Recuerdo haber acogido la idea con la sensación abrumadora de que abría mil posibilidades, como si me hubieran dejado entrar en un edificio muy grande y con muchas puertas cerradas, dándome permiso para abrir la que quisiera. Pensaba (y sigo pensando) que había tantas puertas que no bastaba una vida para abrirlas todas.
Acabe por escribir un cuento sobre cuatro animales mágicos que iban en un coche viejo ayudando a los niños. El jefe, y conductor del automóvil, era un gran conejo blanco. El cuento constaba de cuatro páginas escritas a lápiz con mucho trabajo, y que yo recuerde no describía ningún salto desde el tejado del hotel Graymore. Después de acabarlo se lo di a mi madre, y ella se sentó en el salón, dejo en el suelo su libro de bolsillo y se leyó el cuento entero. Vi que le gustaba, porque se reía donde había que reírse, pero no supe si lo hacía por amor a su hijo, para que estuviera contento, o porque el cuento era bueno.
—¿Éste no es copiado? —preguntó al acabar.
Dije que no.
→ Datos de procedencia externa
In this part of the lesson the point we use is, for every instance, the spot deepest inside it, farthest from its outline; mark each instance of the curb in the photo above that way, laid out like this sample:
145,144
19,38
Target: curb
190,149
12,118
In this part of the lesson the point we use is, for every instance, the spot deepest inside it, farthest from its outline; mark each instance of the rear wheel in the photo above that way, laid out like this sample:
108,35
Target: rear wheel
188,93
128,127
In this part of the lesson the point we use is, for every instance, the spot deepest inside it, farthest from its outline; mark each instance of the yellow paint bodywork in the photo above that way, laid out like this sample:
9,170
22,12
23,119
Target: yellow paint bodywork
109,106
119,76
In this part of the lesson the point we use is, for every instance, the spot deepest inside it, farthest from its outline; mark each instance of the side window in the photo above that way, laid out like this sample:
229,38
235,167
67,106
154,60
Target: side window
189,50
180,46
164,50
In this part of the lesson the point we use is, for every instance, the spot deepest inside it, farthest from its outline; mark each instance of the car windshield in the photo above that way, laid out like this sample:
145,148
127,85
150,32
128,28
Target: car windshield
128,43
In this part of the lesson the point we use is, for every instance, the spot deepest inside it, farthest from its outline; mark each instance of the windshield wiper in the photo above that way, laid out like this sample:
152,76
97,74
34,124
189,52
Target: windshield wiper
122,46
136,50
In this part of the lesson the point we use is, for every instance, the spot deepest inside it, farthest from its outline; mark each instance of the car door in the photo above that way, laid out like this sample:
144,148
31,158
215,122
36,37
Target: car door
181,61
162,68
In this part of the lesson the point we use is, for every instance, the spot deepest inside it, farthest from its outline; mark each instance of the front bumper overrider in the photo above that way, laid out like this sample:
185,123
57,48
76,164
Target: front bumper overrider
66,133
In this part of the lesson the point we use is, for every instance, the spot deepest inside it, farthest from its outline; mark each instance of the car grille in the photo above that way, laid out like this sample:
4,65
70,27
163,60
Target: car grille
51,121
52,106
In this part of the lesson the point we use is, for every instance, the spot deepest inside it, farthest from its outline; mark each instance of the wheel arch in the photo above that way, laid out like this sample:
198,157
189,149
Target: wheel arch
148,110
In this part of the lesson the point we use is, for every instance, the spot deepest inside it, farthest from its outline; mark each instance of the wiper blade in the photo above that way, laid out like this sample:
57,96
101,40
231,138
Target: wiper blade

Ella comentó que merecía publicarse. Desde entonces no me han dicho nada que me haya hecho tan feliz. Escribí otros cuatro cuentos sobre el conejo blanco y sus amigos. Mi madre me los pagaba a veinticinco centavos y se los mandaba a sus cuatro hermanas, que a mi juicio le tenían cierta lástima. Claro, ellas aún estaban casadas. No las habían abandonado. Cierto que el tío Fred no tenía mucho sentido del humor y estaba obsesionado con el capó de su coche, y que el tío Oren bebía un poco demasiado y tenía teorías ligeramente sospechosas sobre el dominio del mundo por los judíos, pero al menos estaban en casa. En cambio Ruth, abandonada por Don, se había quedado sola con un bebé. Quería demostrar que al menos era un bebé con talento.
Cuatro cuentos. A veinticinco centavos cada uno. Fue el primer dólar que gané en la profesión.